Acabou-se a 'maldição': Aaron Ramsey anuncia fim de carreira
Aaron Ramsey, capitão da seleção do País de Gales e antigo médio do Arsenal, anunciou o fim da sua carreira no futebol profissional com efeito imediato. Aos 35 anos, o jogador encontrava-se sem clube desde que deixou os mexicanos do Pumas no ano passado.
Ramsey retira-se com um registo de 21 golos em 86 internacionalizações, tendo representado o seu país em três grandes torneios, devendo transitar para uma carreira como treinador. A estreia pela seleção principal do País de Gales ocorreu em 2008, quando tinha apenas 17 anos.

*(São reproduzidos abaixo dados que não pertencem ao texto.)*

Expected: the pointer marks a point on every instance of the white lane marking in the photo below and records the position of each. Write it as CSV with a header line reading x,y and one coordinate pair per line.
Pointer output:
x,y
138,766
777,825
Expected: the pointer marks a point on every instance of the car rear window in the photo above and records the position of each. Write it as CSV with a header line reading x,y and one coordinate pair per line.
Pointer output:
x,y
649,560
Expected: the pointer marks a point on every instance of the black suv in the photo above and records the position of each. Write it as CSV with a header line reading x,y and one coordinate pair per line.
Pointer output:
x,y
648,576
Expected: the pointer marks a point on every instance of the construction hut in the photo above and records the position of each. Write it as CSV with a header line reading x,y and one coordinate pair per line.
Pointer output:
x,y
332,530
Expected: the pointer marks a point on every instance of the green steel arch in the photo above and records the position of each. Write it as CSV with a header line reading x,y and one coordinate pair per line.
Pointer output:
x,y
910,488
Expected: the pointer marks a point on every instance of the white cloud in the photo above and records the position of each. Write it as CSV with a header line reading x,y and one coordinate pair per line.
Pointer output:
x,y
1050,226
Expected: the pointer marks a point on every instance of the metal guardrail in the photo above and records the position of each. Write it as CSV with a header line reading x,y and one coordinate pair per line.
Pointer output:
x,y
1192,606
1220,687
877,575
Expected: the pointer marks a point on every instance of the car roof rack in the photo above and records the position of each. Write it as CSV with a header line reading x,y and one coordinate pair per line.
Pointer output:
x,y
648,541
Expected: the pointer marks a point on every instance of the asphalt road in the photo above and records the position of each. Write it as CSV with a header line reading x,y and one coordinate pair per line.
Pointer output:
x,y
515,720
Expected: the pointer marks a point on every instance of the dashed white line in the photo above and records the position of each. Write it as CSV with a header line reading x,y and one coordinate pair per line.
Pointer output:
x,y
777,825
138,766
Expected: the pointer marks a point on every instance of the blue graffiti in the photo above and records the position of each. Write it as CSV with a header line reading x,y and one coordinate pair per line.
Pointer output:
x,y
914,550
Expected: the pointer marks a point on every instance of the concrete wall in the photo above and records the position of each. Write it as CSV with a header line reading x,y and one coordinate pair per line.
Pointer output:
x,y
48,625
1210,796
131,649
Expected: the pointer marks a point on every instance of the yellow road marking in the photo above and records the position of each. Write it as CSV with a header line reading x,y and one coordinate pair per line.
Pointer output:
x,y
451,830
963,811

O médio foi uma peça fundamental na histórica campanha do País de Gales até às meias-finais do Euro 2016 - onde foi eliminado por Portugal no caminho até à final - , o que lhe valeu um lugar na equipa do torneio da UEFA. Posteriormente, participou ainda no Euro 2020 e no Mundial 2022, a primeira presença galesa na fase final da competição em 64 anos.
Começou carreira no Cardiff City, antes de se transferir para o Arsenal em 2008. Ao serviço dos gunners, onde permaneceu durante 11 anos, conquistou três Taças de Inglaterra, tendo marcado o golo da vitória em duas dessas finais.
Após a sua passagem por Londres, Ramsey representou a Juventus e o Nice, antes de um breve regresso ao seu clube de formação, o Cardiff, onde chegou a assumir interinamente o cargo de treinador no final da época passada. A sua mudança para o Pumas teve como objetivo manter a forma física para uma eventual qualificação do País de Gales para o Mundial deste verão, o que não se concretizou. O rapto da sua cadela, muito badalado então, fez com que tivesse antecipado o regresso do México.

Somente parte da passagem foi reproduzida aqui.